Stolen body parts gang ringleader admits guilt

THE head of a body-snatching ring, responsible for stealing the bones of veteran broadcaster Alistair Cooke, pleaded guilty yesterday after a deal with US prosecutors.

Stolen body parts gang ringleader admits guilt

Judge John Walsh heard medical supplies boss Michael Mastromarino and his associates raked in more than $4.6 million (€2.9m) from the activity.

Mastromarino netted the money for his role in hacking up hundreds of corpses before forging donor consent forms and selling the parts for transplant.

The 44-year-old former dentist pleaded guilty at Brooklyn Supreme Court yesterday. He is expected to be sentenced to at least 18 years in return for co-operating with authorities.

Earlier this month, Justice Albert Tomei ordered prosecutors to honour a plea bargain reached in January.

He told the court he was “not here to have showtrials” but to “do justice” when prosecutors tried to renege on the deal after discovering the extent of Mastromarino’s crimes.

Some of the material taken illegally was implanted into patients who underwent orthopaedic surgery in Britain, medical regulators found.

A British firm, Plus Orthopedics, bought tissue and bone from Regeneration Technologies, and up to 82 units of affected bone graft material are known to have been implanted in British patients.

Mastromarino and his criminal associates harvested more than 1,400 bodies.

As part of the plea bargain, Mastromarino co-operated with prosecutors in a probe of several companies that bought the stolen body parts and then sold them throughout the US, Canada and Europe.

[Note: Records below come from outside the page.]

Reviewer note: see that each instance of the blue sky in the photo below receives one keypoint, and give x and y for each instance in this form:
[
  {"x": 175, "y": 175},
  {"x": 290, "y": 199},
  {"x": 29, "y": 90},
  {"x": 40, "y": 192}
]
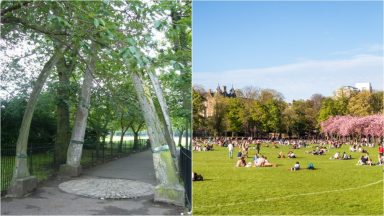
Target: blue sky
[{"x": 298, "y": 48}]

The transplants included bones, skin, arterial valves, ligaments and tendons.

The body-snatching ring ran for more than four years. The bodies came fromfuneral homes in New York, Pennsylvania and New Jersey and Biomedical Tissue Services, a company owned by Mastromarino.

According to the indictment, Mastromarino paid funeral home owners $1,000 for each corpse and forged next-of-kin permission documents to validate his sales.

In January, Mastromarino’s chief assistant, nurse Lee Cruceta, admitted he cut body parts from 244 corpses and helped forge paperwork so the parts could be used in unsuspecting patients. He negotiated pleas to serve concurrent sentences of six-and-a-half to 20 years.

Cases are continuing against two others.

The gruesome trade of illegally harvested body parts was highlighted by the case involving the late BBC broadcaster Alistair Cooke.

The veteran journalist died of cancer in 2004 aged 95.

Following his death, his body was cremated in a seemingly routine ceremony in New York. But unbeknown to his family, Mr Cooke’s legs had been removed from the corpse before it was burnt.

Mr Cooke’s stepdaughter, Holly Rumbold, described the gruesome practice as “corrupt and evil”.